Puoi descriverci in non più di 30 parole chi sei e cosa fai?
Sono una filmmaker e coreografa e lavoro con immagini e corpi in movimento. Sono cresciuta in California. Di solito la mia base è a Brooklyn. Sono orgogliosa di essere una gemella, e mi appassiona il melodramma. Pratico il micro-napping.

Cosa ti aspetti dal tuo anno a Fabrica?
Spero di raccogliere parolacce e espressioni non-sense da almeno una mezza dozzina di paesi. E di essere messa alla prova dai miei incomparabili compagni d’avventura.

Da cosa trai ispirazione?
Da quei momenti in cui “non succede niente”.

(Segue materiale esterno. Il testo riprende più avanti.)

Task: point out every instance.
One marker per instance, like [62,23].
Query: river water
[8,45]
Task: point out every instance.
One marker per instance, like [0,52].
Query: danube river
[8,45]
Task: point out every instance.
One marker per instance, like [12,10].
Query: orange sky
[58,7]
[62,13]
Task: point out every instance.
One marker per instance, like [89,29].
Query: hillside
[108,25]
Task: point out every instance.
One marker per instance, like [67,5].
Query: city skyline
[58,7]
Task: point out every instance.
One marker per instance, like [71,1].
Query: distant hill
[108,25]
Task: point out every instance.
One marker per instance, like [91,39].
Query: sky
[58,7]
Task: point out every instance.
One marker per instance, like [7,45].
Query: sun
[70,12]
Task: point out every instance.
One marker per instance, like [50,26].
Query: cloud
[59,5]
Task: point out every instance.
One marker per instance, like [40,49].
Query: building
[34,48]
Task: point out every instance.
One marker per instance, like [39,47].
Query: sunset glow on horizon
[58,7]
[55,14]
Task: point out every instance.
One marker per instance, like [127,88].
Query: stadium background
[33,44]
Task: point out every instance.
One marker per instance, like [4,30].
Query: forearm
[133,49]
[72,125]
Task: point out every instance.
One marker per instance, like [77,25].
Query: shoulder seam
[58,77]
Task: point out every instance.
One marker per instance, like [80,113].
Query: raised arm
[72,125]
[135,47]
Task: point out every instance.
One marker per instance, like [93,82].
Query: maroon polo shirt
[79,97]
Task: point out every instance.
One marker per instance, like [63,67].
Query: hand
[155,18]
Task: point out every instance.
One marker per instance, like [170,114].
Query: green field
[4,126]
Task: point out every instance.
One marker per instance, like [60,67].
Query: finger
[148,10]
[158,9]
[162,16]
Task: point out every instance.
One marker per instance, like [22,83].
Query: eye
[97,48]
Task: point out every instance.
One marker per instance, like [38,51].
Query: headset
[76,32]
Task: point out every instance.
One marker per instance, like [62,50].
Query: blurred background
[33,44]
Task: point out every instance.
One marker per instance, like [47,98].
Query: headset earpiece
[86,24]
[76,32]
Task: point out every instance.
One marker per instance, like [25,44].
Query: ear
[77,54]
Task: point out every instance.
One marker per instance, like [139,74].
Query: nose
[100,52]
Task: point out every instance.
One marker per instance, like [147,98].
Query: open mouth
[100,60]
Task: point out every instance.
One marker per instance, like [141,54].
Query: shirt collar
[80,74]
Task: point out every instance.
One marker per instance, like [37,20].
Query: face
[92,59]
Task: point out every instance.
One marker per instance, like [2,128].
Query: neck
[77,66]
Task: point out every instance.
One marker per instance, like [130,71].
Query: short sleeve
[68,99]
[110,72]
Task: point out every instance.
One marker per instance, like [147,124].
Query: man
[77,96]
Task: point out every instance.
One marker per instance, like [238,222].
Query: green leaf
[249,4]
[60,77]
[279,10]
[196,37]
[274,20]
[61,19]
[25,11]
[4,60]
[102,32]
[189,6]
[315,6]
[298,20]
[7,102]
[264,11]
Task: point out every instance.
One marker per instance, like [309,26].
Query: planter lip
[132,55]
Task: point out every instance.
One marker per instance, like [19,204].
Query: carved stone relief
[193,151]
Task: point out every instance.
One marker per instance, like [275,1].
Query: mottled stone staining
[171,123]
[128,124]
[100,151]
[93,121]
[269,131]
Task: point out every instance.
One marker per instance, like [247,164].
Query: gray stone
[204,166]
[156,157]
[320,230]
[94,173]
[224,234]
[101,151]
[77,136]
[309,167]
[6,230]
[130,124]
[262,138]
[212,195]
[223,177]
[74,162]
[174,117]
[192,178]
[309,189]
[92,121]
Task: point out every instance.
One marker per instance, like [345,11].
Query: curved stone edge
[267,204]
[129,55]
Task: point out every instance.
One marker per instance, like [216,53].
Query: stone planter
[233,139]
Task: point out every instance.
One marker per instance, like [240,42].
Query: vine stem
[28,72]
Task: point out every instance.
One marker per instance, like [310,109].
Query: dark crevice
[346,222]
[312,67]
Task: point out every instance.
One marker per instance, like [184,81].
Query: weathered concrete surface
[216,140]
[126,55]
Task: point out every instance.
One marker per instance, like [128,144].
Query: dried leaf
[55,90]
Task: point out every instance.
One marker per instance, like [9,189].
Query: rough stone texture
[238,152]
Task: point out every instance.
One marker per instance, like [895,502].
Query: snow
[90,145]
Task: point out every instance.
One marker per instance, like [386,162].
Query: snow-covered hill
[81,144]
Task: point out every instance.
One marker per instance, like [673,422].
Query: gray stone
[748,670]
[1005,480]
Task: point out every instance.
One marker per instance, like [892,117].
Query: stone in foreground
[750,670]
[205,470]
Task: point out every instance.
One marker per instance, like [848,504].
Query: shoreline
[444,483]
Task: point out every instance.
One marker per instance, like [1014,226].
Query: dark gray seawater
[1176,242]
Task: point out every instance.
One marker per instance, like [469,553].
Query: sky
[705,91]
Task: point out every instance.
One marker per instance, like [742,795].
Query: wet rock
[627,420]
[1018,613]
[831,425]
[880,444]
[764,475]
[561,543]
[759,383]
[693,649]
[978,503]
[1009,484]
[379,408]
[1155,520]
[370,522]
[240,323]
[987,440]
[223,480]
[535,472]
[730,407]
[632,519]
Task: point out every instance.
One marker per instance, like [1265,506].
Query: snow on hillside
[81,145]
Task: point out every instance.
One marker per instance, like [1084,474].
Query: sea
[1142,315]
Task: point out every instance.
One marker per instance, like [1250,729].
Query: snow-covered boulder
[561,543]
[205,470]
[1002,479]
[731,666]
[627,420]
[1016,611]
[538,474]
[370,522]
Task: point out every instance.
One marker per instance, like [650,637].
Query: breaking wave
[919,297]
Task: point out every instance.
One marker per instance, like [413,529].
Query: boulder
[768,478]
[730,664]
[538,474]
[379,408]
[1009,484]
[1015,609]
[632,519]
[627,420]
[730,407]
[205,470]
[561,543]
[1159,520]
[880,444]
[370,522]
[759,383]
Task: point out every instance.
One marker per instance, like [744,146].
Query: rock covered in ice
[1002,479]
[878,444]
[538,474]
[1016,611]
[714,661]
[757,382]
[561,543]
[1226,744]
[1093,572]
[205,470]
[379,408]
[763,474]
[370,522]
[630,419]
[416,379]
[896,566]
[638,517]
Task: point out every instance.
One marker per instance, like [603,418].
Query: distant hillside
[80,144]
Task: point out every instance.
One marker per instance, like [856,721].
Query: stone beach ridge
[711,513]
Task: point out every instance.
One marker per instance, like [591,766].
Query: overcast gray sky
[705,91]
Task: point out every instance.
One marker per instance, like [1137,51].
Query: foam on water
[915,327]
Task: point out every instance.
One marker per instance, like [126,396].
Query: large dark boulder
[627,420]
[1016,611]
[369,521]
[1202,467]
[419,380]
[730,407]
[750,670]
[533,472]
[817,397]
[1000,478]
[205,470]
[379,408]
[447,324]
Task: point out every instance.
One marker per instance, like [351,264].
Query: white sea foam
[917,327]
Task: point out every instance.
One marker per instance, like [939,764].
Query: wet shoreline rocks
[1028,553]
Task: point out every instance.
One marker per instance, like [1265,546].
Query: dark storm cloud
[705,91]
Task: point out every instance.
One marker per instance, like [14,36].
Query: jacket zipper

Qual è il migliore consiglio che ti è mai stato dato?
Ricevo da mio padre due volte al mese una versione di questa frase, che non perde mai il suo significato: “Tesoro, per favore ricordati di guardare da entrambe le parti. Ti voglio bene, papà”. E’ intesa come una raccomandazione per quando attraverso la strada, ma mio padre è un poeta senza nemmeno saperlo!

Cosa ti manca del tuo Paese e cosa ti piace dell’Italia?
Mi manca sussurrare cose dolci ai gatti della drogheria di Brooklyn dove compro il latte e la carta igienica. Attualmente mi piace moltissimo il ritmo delle campane delle chiese e come il loro tono cambia da città a città.